Я не мог бы сказать, сколько прошло времени, только платье тетушки Мерты вдруг зашевелилось у меня в руках. Я подпрыгнул от неожиданности и отбросил его, словно обжегшись.
Она появилась снова. Закрытые глаза, волосы, льющиеся как прекрасная мелодия, и все очарование, вся нежность, все, что тблько можно себе вообразить, было в ее лице. И тут она открыла глаза и все увидела.
- Нет,- закричала она, и тут же прикрыла рот ладонью.Только не это! Не надо снова! Ведь я уже проснулась!
Она с рыданием прижалась ко мне, и я снова смог обнять ее. Всю красоту и нежность мира держал я в руках, и все отчаяние. Но вот она отстранилась и начала говорить медленно, как заклинание: "Все это только сон. Страшный сон, но я верю, что он кончится,- она даже не пыталась сдержать слез,нужно только дожить до утра и проснуться. Все это мне снится, и ты тоже мне снишься..."

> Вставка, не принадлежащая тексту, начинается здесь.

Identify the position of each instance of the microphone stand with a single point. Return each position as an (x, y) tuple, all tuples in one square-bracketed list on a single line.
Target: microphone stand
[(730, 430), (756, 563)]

Руки ее метнулись к лицу и нащупали первые морщины, появившиеся на лбу. Черное платье, как живое, наползло* на ее тело, выжимая из него жизнь. Облако волос редело и теряло блеск. Последними погасли глаза, опять спрятавшиеся под темными морщинистыми веками.
- Нет, нет,- повторял я, потрясенный этим превращением. Я пытался разгладить появляющиеся морщины и чувствовал, как прямо под моей рукой высыхала и стягивалась кожа.
Я отшатнулся и машинально вытер руки о штаны, и когда поднял глаза, передо мной уже стояла тетушка Мерта. Исходивший от нее свет погас, и мы опять были в полном мраке.
На обратном пути мы лезли через какие-то кусты и колючки, а тетушка Мерта с трудом передвигала ноги и не переставала плакать. Мне даже пришлось взять ее на руки - горстку праха с затхлым пыльным запахом.
Наконец я выбрался из лощины, гудевшей от ветра, хотя вокруг было очень тихо. В мозгу бесконечно крутилаоь засевшая фраза: "Жизнь - это сон... жизнь - это сон...".
Но прежде чем перешагнуть порог кухни и вернуться к привычному миру, я встряхнул все еще рыдавшую тетушку Мерту жуткую куколку такой прекрасной бабочки - и на ухо ей прошептал:
- Просыпайся, тетушка Мерта! Скорее просыпайся!